American College of Lifestyle Medicine Launches Third Installment of its Online CME/CE 'Food as Medicine' Course to Fill Physician and Clinician Nutrition Knowledge Gap

The American College of Lifestyle Medicine (ACLM), a PCC Executive Member and the medical professional society that has championed food as medicine since its inception in 2004, has announced the availability of the third installment of its “Food as Medicine” course, titled “Calorie Density--A Simple Yet Powerful Concept.” The entire CME- and CE-accredited course is designed around healthful eating as an approach to help prevent, treat and mitigate many chronic diseases.

Lead faculty for this third course installment is Anthony Lim, MD, JD, DipABLM, medical director of the McDougall Health and Medical Center and lecturer at Kaiser Permanente Medical Group in Santa Rosa, CA.

Calorie density is an effective tool and concept that, when understood, can effectively support weight loss and achievement of optimal health. This Food as Medicine installment defines calorie density and demonstrates the benefits of this approach with patients.
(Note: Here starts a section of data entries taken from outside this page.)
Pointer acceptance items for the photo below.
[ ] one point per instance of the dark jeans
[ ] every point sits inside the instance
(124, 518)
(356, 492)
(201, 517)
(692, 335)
The session will also cover some of the most common "pitfalls" or mistakes that patients make when it comes to calorie density. Lastly, it reviews the application of calorie density principles to daily life for the purpose of achieving weight control and optimal health.
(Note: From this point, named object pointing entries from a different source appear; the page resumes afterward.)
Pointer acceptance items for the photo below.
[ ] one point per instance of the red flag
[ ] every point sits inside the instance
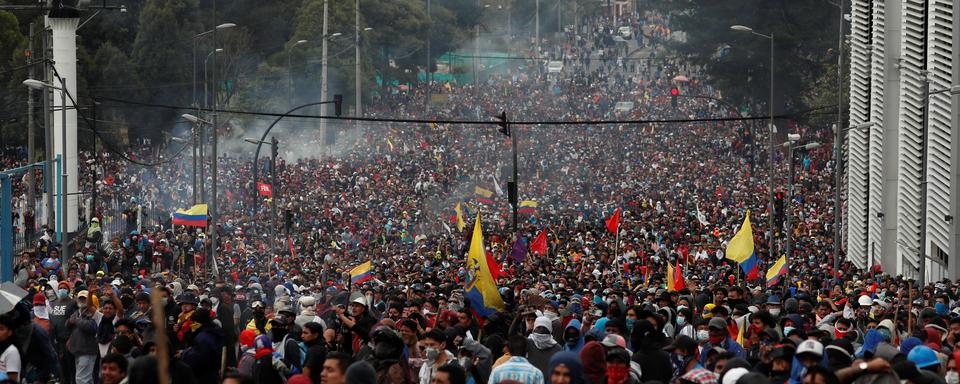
(495, 270)
(264, 189)
(678, 282)
(293, 252)
(613, 223)
(539, 245)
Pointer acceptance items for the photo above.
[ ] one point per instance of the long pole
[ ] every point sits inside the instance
(214, 213)
(323, 81)
(31, 156)
(64, 237)
(772, 245)
(838, 161)
(516, 180)
(48, 128)
(427, 73)
(787, 209)
(922, 248)
(356, 48)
“Food as Medicine: Calorie Density--A Simple Yet Powerful Concept” consists of 1.25 hours of accredited content and this third installment of the course will:

  • Apply nutrition therapy principles that address both overall health and healthy weight
  • Demonstrate application of food as medicine for overall health and healthy weight
  • Review the concept of calorie density and the benefits of eating a low-calorie-dense diet
  • Help ameliorate common pitfalls that patients fall into when it comes to calorie density
  • Discuss principles for how to apply calorie density in daily life

The course is targeted to a variety of clinicians with an interest in food as medicine: physicians, registered nurses, nurse practitioners, physician assistants, registered dietitians, physical therapists, occupational therapists, pharmacists, other health professionals working with chronic disease prevention or treatment, certified health coaches and clinicians in training.

The first installment of ACLM’s “Food as Medicine” course, “Food as Medicine: Nutrition for Prevention and Longevity,” launched in March 2021 and provides three hours of CME- and CE- accredited content on the dietary patterns shown to prevent chronic disease and support longevity. Lead faculty for the first installment is Kayli Anderson, MS, RDN, ACSM-EP, DipACLM.

The second installment of the course, “Food as Medicine: Nutrition for Disease Treatment and Risk Reduction,” launched in May 2021 and provides 1.5 hours of CME- and CE- accredited content on the scientific evidence for food groups and dietary patterns in treatment and risk reduction of common lifestyle-related conditions. Lead faculty for the second course installment is Michelle McMacken, MD, DipABLM, Associate Professor of Medicine, NYU Grossman School of Medicine.

The Institute for Health Metrics and Evaluation identified in its 2019 Global Burden of Disease report that the leading cause of disease and death is a result of what we are, and are not, eating. Yet most physicians and medical professionals receive few hours of clinical nutrition education throughout their formal training. ACLM is committed to filling this void, supporting healthcare providers in their ability to prescribe food as medicine, empowering patients to make the evidence-based dietary lifestyle changes needed to protect health and fight disease, with health restoration as the clinical outcome goal.

The limited nutrition education customarily offered in medical and health professional programs is often didactic and focused on the biochemistry of nutrients and health consequences of deficiency states—content that is of limited use in a clinical setting where the majority of the population faces over-nutrition due to high intake of ultra-processed, calorie-dense, high saturated fat-laden foods.

“As partners with our patients in treating chronic disease, we need to provide the best possible guidance on dietary lifestyle,” said ACLM President Cate Collings, MD, MS, FACC, DipABLM. ” A full understanding of calorie density and the best methods of counseling patients in this regard is crucial to providing dietary guidance, particularly in patients with weight management challenges. This next part of our new “Food as Medicine” course for medical professionals addresses this void in medical nutrition education. ACLM is proud to add this course segment as to our growing resources for medical professionals to learn how to prevent, treat and even mitigate lifestyle-related chronic disease.”